The portal is what your customers see — make it feel like yours. These basics affect everything downstream, including what customers see, so it's worth getting them right early.

  1. Go to Settings › Portal.

  2. Upload your logo and set brand colors.

  3. Update the default language and time zone.

  4. Configure notification settings for your workspace.

To set up a custom domain (e.g., onboard.yourcompany.com), see Configure a Branded Customer URL.


3. Invite the Right Users (to Start)

At this stage, don't onboard your entire CS team — invite a small core group who will help with setup, configuration, and testing. You can expand access once things are running smoothly.

  1. Go to Administration › Users.

  2. Click Add User and choose internal (your team) or customer (the organization you're onboarding).

  3. Assign the appropriate user type (Super Admin, Creator, Collaborator, Contributor, etc.).

See Understand User Types and Permissions in OnRamp for a full breakdown of what each role can do.


4. Configure Data Fields

Data fields let you track custom information that matters to your organization — things like kickoff date, industry, or contract tier.

  1. Navigate to Settings › Data Fields.

  2. Add or edit fields for Projects, Tasks, or Users.
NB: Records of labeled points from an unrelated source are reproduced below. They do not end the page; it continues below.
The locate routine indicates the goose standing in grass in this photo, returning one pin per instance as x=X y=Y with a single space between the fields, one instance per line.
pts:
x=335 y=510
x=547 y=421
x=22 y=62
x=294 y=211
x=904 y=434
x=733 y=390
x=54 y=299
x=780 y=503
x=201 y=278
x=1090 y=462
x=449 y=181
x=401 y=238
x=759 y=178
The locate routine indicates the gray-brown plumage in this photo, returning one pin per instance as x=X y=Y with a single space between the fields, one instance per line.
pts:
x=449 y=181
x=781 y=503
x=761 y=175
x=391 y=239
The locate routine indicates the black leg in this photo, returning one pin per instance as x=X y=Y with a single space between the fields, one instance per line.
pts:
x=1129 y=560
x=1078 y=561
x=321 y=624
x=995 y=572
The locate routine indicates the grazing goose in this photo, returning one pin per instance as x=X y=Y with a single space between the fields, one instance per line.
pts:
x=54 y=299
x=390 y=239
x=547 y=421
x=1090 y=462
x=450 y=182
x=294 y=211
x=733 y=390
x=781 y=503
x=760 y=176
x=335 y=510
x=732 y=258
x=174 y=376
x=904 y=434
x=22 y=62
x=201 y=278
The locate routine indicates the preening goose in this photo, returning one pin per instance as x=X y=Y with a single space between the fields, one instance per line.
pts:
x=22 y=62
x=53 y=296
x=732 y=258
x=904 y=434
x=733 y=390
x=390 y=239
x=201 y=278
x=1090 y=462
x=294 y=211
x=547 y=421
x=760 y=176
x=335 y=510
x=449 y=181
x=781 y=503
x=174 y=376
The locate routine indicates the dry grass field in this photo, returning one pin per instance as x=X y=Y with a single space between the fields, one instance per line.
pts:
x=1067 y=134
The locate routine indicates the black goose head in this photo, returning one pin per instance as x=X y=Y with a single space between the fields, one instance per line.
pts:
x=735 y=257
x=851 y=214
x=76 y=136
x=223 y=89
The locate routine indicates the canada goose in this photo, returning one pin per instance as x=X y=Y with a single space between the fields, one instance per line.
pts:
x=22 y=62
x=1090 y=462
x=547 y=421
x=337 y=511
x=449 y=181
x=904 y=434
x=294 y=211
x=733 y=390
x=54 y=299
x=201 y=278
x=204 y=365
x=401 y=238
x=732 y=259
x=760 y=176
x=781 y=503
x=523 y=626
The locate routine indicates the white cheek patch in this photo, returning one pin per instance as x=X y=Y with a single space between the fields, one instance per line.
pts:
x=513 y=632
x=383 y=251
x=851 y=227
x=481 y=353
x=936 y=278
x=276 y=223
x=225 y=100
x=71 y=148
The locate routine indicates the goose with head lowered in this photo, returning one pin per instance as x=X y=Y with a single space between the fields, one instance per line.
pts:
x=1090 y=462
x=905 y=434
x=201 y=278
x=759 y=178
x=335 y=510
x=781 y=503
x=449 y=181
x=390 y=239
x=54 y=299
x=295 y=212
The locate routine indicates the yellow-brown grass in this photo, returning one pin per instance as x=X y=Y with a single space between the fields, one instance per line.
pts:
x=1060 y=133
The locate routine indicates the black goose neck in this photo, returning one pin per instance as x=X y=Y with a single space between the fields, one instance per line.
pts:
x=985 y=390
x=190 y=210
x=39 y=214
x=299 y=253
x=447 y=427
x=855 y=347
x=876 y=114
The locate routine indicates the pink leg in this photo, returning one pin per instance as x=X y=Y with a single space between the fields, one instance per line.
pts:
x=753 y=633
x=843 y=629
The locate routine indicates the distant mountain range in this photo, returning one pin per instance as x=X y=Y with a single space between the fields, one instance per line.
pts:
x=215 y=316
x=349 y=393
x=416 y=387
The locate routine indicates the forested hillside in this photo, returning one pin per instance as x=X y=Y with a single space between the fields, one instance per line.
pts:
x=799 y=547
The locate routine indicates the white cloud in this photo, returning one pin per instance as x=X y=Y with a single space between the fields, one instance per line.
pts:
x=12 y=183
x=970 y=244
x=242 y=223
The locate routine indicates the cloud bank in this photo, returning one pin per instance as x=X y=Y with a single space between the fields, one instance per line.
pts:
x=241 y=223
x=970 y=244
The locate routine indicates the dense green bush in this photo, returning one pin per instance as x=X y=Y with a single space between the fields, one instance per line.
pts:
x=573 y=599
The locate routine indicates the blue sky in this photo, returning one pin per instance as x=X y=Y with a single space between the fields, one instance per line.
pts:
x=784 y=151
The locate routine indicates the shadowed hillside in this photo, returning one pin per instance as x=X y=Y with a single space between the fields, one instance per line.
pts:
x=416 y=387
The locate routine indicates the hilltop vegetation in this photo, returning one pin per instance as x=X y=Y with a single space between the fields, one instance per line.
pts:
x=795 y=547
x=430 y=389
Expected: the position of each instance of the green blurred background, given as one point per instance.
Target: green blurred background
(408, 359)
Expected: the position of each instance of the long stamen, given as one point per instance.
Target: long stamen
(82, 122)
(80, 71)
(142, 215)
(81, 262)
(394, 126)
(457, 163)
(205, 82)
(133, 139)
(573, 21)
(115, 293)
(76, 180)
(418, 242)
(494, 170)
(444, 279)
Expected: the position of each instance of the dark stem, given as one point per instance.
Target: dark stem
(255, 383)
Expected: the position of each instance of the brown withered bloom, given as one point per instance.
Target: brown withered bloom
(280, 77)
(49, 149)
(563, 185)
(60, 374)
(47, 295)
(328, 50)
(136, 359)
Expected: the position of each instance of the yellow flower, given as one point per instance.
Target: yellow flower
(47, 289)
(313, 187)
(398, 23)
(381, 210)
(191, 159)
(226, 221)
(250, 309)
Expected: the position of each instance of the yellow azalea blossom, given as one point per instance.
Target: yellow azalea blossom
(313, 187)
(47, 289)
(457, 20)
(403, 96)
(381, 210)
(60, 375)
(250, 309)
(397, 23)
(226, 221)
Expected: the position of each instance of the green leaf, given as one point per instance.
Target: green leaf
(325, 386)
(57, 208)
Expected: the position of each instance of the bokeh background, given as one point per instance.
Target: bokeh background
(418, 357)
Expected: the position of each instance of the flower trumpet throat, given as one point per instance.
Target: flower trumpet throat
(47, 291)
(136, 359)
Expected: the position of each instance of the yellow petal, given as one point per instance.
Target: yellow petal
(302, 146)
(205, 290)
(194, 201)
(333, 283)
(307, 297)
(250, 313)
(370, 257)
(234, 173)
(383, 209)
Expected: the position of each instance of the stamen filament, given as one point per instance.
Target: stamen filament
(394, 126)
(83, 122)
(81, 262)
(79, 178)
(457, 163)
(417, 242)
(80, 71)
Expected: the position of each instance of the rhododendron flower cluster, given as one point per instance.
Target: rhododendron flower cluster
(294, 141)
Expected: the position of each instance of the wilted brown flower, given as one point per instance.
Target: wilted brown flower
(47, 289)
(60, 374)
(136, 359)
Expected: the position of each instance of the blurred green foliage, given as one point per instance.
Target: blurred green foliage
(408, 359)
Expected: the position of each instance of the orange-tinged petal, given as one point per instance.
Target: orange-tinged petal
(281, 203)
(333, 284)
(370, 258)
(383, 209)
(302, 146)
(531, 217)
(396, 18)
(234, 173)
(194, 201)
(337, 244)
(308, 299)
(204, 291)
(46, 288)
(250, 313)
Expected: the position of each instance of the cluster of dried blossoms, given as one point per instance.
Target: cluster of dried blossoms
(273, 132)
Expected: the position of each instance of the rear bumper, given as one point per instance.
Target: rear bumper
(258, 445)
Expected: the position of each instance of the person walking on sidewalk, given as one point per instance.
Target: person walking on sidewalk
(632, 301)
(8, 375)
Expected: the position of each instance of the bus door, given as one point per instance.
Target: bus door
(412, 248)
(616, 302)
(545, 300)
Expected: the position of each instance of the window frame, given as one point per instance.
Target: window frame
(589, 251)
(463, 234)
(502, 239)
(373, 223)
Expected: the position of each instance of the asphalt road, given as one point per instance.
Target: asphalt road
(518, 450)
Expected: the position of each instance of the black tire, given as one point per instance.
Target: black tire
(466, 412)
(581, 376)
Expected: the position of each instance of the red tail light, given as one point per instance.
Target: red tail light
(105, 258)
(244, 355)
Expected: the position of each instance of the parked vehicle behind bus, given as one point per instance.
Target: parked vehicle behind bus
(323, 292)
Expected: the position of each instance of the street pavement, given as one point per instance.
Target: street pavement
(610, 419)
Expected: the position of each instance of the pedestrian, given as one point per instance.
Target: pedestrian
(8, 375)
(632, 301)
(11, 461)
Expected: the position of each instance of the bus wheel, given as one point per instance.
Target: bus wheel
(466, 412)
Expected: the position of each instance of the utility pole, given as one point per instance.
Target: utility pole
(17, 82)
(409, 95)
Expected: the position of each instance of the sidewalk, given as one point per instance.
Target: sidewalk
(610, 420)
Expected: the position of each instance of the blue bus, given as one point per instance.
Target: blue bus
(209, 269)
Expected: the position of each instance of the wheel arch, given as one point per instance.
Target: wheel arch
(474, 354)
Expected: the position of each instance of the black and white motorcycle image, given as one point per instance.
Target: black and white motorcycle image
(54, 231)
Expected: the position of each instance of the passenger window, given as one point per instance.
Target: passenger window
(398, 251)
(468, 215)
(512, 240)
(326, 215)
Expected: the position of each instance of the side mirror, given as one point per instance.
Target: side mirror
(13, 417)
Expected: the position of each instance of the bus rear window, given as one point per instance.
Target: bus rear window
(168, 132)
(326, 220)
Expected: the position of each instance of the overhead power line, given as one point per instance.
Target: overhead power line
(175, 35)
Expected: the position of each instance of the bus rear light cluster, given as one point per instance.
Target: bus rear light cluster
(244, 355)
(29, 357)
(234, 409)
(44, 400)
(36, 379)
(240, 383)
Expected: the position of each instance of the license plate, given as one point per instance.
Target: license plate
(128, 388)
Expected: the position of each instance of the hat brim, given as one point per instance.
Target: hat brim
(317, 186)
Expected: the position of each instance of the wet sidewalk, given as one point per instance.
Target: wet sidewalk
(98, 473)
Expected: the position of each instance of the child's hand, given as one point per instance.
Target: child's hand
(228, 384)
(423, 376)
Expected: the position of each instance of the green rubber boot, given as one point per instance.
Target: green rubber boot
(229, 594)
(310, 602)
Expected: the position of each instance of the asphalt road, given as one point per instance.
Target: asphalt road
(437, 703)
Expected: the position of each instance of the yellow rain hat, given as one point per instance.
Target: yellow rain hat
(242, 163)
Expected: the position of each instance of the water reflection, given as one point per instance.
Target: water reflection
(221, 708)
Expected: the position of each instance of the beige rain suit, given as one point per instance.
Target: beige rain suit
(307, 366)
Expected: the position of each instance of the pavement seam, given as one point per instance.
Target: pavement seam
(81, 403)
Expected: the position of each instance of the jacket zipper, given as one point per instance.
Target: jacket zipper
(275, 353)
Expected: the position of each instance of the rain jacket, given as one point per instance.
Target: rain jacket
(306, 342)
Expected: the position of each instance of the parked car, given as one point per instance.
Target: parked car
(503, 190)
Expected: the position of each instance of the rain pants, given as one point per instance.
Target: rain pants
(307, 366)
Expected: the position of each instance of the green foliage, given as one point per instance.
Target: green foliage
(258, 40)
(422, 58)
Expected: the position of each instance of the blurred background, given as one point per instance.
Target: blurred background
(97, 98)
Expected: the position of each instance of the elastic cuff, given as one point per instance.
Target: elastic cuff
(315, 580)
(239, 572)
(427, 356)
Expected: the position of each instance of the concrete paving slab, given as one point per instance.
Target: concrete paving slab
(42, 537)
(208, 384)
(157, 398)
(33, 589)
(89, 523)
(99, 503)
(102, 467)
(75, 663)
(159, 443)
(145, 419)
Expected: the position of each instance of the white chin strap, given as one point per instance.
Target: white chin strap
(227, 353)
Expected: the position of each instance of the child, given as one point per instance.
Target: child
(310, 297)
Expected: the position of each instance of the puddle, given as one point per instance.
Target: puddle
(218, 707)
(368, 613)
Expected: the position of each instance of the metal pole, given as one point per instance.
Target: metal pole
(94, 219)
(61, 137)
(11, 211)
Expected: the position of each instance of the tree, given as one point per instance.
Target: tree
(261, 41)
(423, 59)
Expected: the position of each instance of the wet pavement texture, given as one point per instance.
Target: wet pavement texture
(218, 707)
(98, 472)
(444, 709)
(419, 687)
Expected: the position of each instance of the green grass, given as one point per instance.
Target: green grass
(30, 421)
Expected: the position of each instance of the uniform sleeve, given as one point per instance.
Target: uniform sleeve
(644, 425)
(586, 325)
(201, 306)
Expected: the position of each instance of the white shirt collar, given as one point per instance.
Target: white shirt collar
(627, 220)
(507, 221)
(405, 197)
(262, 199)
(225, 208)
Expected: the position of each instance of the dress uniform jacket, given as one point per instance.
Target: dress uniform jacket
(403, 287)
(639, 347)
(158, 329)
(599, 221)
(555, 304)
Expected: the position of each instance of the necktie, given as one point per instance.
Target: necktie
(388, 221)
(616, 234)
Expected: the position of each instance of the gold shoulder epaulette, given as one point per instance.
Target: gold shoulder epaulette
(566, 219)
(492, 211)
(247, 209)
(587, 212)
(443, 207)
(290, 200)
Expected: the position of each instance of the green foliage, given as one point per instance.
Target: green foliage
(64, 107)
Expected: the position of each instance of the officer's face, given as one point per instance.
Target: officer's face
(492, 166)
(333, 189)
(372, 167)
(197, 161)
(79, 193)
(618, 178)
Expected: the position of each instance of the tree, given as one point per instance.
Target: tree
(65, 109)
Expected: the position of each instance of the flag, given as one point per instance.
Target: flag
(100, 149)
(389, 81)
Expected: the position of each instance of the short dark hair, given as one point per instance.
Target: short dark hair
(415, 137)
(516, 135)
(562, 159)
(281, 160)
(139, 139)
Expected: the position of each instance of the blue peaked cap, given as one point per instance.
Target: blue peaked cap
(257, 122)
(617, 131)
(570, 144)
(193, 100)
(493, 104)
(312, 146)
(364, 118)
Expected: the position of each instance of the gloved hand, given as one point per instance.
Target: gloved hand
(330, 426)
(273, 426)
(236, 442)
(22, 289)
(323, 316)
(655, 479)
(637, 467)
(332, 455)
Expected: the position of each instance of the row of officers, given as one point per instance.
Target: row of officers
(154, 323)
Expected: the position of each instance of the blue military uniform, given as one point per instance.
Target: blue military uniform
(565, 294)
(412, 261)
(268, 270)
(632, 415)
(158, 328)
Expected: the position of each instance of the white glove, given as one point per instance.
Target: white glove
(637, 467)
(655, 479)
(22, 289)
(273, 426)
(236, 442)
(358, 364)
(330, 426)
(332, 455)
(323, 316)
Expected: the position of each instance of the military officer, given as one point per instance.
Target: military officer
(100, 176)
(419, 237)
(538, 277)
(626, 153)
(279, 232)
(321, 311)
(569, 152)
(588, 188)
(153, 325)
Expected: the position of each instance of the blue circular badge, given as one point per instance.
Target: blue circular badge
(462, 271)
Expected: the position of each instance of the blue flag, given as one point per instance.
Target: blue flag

  3. Choose field types (text, dropdown, date, etc.) and set visibility.


5. Create Your First Playbook (Keep It Simple)

Before automation, you need a process. A Playbook is your reusable onboarding recipe — build your standard process once, then launch it for every new customer.

Start with one or two Playbooks covering your most common onboarding flow. Focus on a small number of clear modules, meaningful tasks in logical order, and resist the urge to capture every edge case. Simple and usable beats complete and overwhelming.

  1. Go to Library › Playbooks.

  2. Create a new Playbook from scratch or import an existing template.

  3. Define modules, tasks, and assign Task Roles.


6. Set Up Project Automation with Workflows

Once your Playbook is ready, use Workflows to automate project creation. Define what event triggers a project (usually a CRM event), which Playbook to use, and how project settings should be applied. This ensures the right project gets created, the same way, every time.

  1. Go to Settings › Integrations.

  2. Connect your CRM (Salesforce, HubSpot) and other tools.

  3. Follow the prompts to authorize and map fields.

  4. Configure Workflows to trigger project creation from CRM events.


7. Configure CRM Write-Backs and Lifecycle Automation

Set up automation for how OnRamp communicates back to your CRM as projects progress — writing back when a project starts, updating statuses as milestones are completed, or syncing key lifecycle moments. These automations keep systems aligned without manual updates.


8. Test with a Dummy Project

Before inviting real customers, launch a test project internally. Walk through it as if you were the customer, catch anything that feels off, and tighten it up.

  1. Create a test project.

  2. Assign tasks to teammates and run through the flow end to end.

  3. Adjust anything that doesn't feel right before going live.


9. Explore Views & Insights

Finally, spend time exploring Views and Insights — OnRamp's reporting and visibility tools. This is where you track project progress, spot bottlenecks, and understand how Playbooks are performing. You don't need to customize everything immediately — just get comfortable reading what OnRamp is telling you.


What to Skip for Now

Early on, it's fine to skip advanced permission models, complex branching logic, and rare edge cases. You'll make better decisions once you've seen real projects in motion.


Troubleshooting

  • Portal not matching your brand? Try a hard refresh (Cmd+Shift+R / Ctrl+Shift+R).

  • Users not seeing tasks? Check task visibility settings in the Playbook or Task editor.

  • Integration field mapping issues? Review your field mapping in Workflows.